Пич опустился на корточки.
— Не разговаривай. Побереги дыхание, — произнес он взволнованно.
— Это, черт возьми, мое дыхание, — выпалил полковник. — Я делаю с ним что хочу!
Пич молчал. Ему было больно и горько. Он боялся, что полковник больше не заговорит.
Но старик снова открыл глаза и взглянул на Пича. Страдание на лице полковника уступило место печали и усталости.
— Эх, парень, — сказал он со вздохом, — славные дела мы с тобой проворачивали. Гореть мне за них в аду.
Пич хотел ответить, но не мог. Полковник продолжал:
— Хватит ли у Господа милосердия на мою черную душу? Я превратил тебя в разбойника, и это мой самый тяжкий грех. Только ты сам можешь это исправить. Понимаешь?!
Пич не понимал, но кивнул. Полковник нахмурился:
— Я превратил тебя в изгоя, парень, но ты должен изменить свою жизнь. Ты достоин лучшего, у тебя есть шанс стать уважаемым человеком, и ты его не упустишь, слышишь?!
— Да. — К горлу подкатил комок. Пич откашлялся. — Да, я слышу тебя.
— Моя жизнь кончена, парень. Сам видишь.
Такие слова Пич слышал уже не раз. Это было прощание со старыми добрыми временами. Полковник признал торжество цивилизации.
— Да, — сказал Пич, — я вижу.
— У тебя есть имя. Хорошее, незапятнанное имя. Я предусмотрел это. В розыске нет человека с именем Сет Тейт.
Пич судорожно сглотнул.
— Я знаю.
— А еще у тебя есть Чайнатри… — С каждой минутой силы покидали его. Губы едва шевелились. — Ты не забыл, о чем мы с тобой говорили?
Название Чайнатри насторожило Пича, но он не ответил.
Пламя прежней решительности и неукротимости на миг загорелось в глазах полковника и тотчас погасло.
— Оно там, — сказал он. — Должно быть там. И теперь… Оно твое, парень. Поезжай в Чарлстон, и найдешь его.

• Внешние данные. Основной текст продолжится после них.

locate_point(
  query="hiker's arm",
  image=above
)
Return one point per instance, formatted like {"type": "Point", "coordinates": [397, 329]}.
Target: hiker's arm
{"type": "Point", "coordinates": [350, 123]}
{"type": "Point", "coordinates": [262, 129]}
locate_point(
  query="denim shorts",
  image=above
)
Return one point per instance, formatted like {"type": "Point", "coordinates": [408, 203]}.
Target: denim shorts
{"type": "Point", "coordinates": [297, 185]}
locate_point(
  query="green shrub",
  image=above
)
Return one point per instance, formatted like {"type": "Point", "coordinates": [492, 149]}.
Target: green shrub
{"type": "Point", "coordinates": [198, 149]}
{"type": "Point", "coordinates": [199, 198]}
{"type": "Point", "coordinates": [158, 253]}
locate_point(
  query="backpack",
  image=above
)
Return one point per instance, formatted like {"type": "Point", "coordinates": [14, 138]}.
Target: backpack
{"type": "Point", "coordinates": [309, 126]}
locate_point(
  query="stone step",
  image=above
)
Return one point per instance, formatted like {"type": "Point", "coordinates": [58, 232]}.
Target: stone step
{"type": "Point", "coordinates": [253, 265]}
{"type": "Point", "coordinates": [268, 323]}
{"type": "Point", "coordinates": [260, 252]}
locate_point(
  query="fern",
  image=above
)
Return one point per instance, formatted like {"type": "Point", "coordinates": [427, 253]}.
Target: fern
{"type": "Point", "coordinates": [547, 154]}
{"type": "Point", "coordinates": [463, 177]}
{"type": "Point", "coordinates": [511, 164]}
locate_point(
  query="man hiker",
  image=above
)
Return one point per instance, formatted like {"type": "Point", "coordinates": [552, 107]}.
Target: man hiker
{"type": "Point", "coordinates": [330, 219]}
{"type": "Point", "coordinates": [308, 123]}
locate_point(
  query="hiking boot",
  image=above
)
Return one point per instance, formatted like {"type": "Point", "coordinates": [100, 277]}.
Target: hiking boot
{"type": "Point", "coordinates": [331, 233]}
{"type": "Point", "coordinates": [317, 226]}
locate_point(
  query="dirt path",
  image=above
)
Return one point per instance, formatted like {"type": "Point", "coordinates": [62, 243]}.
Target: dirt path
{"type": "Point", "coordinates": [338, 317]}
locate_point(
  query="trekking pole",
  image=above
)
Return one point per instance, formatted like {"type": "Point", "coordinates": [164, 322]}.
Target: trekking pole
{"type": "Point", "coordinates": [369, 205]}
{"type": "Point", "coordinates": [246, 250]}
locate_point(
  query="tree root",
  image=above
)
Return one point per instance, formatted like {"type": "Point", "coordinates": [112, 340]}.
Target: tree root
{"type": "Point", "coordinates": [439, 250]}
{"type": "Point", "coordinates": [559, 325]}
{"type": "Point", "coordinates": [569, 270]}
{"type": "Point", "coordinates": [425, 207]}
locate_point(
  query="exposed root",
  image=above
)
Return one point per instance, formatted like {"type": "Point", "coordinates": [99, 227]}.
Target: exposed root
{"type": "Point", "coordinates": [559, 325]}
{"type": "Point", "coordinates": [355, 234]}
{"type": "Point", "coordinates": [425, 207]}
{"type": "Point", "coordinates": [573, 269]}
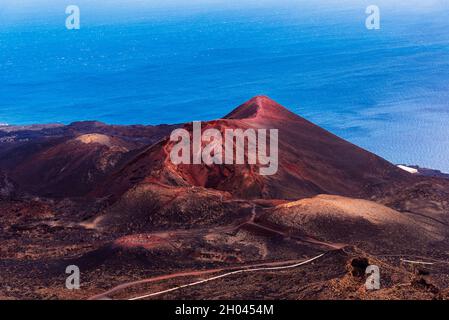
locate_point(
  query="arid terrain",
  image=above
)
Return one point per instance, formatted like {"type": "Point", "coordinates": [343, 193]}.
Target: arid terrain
{"type": "Point", "coordinates": [109, 200]}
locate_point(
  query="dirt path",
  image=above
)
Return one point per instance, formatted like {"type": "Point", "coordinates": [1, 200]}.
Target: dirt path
{"type": "Point", "coordinates": [277, 265]}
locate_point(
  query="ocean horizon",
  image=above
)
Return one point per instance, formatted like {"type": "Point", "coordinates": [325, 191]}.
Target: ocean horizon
{"type": "Point", "coordinates": [385, 90]}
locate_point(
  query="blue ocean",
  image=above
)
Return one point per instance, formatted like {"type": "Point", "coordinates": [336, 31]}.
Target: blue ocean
{"type": "Point", "coordinates": [153, 62]}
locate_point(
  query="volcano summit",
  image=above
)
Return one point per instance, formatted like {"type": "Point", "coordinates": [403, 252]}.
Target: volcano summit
{"type": "Point", "coordinates": [112, 201]}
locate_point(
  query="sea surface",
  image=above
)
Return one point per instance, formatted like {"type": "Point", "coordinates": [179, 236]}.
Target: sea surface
{"type": "Point", "coordinates": [386, 90]}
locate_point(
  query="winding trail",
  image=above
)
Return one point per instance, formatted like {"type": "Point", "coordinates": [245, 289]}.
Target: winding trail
{"type": "Point", "coordinates": [226, 275]}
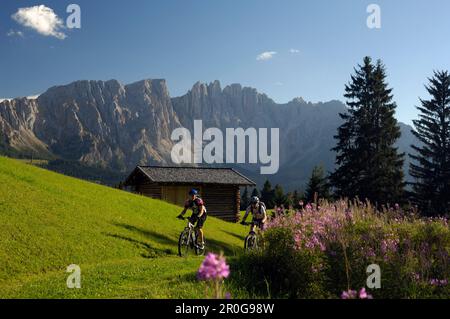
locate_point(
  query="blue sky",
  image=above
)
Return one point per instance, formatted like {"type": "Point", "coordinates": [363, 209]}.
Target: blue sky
{"type": "Point", "coordinates": [202, 40]}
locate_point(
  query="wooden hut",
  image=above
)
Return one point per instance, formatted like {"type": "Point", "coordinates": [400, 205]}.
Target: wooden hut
{"type": "Point", "coordinates": [218, 187]}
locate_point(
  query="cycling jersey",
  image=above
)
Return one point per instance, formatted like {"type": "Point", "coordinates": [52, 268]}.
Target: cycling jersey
{"type": "Point", "coordinates": [258, 212]}
{"type": "Point", "coordinates": [196, 205]}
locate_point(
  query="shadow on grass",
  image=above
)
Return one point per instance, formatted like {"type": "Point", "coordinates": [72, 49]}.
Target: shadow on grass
{"type": "Point", "coordinates": [242, 238]}
{"type": "Point", "coordinates": [150, 251]}
{"type": "Point", "coordinates": [218, 246]}
{"type": "Point", "coordinates": [157, 237]}
{"type": "Point", "coordinates": [212, 244]}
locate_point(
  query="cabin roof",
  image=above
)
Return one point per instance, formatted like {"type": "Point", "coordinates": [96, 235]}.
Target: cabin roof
{"type": "Point", "coordinates": [191, 175]}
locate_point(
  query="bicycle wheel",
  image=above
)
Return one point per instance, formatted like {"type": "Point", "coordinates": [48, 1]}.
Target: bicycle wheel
{"type": "Point", "coordinates": [250, 242]}
{"type": "Point", "coordinates": [183, 244]}
{"type": "Point", "coordinates": [200, 251]}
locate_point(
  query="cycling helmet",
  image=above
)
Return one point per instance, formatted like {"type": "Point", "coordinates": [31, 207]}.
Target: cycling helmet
{"type": "Point", "coordinates": [193, 192]}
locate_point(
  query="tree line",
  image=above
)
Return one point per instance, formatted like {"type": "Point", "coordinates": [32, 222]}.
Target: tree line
{"type": "Point", "coordinates": [368, 164]}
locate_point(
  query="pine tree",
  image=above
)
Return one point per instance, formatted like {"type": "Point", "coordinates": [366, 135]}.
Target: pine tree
{"type": "Point", "coordinates": [279, 197]}
{"type": "Point", "coordinates": [431, 163]}
{"type": "Point", "coordinates": [267, 195]}
{"type": "Point", "coordinates": [256, 193]}
{"type": "Point", "coordinates": [368, 164]}
{"type": "Point", "coordinates": [318, 184]}
{"type": "Point", "coordinates": [245, 200]}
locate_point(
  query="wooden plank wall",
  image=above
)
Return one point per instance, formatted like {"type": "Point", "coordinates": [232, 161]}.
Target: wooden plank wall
{"type": "Point", "coordinates": [152, 190]}
{"type": "Point", "coordinates": [221, 201]}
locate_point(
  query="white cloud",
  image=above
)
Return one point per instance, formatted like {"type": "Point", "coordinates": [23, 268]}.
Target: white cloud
{"type": "Point", "coordinates": [42, 19]}
{"type": "Point", "coordinates": [265, 56]}
{"type": "Point", "coordinates": [12, 33]}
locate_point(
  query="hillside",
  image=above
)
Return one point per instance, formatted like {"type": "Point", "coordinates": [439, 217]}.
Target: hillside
{"type": "Point", "coordinates": [125, 244]}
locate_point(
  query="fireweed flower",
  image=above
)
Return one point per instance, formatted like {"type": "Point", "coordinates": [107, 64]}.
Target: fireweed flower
{"type": "Point", "coordinates": [349, 294]}
{"type": "Point", "coordinates": [213, 267]}
{"type": "Point", "coordinates": [353, 294]}
{"type": "Point", "coordinates": [363, 294]}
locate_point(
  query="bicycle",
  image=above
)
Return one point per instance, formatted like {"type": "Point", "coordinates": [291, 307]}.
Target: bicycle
{"type": "Point", "coordinates": [253, 240]}
{"type": "Point", "coordinates": [188, 240]}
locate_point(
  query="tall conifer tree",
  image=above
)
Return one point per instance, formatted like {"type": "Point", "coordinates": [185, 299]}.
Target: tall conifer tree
{"type": "Point", "coordinates": [431, 163]}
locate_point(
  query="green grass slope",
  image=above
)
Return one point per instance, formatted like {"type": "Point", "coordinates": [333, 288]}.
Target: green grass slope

Голос был едва слышен, и Пич наклонился, чтобы различить слова. Сидя на земле, он осторожно взял полковника за плечи, положил его голову себе на колени. Лицо умирающего исказилось от боли. Пич приобнял полковника и склонился к его лицу.
— Я найду. — заверил он старика, — обязательно найду.
Седые брови полковника сдвинулись на переносице, и он поднял ослабевшую руку. Несколько раз взмахнул ею. Пич поймал ее и прижал к сердцу.
— Поезжай в Чарлстон, — не переставая шептал полковник, — там ты его найдешь… — Полковник с неожиданной силой сжал ладонь Пича. — Ты поедешь туда, и сделаешь, как мы договорились. Поклянись, что сделаешь!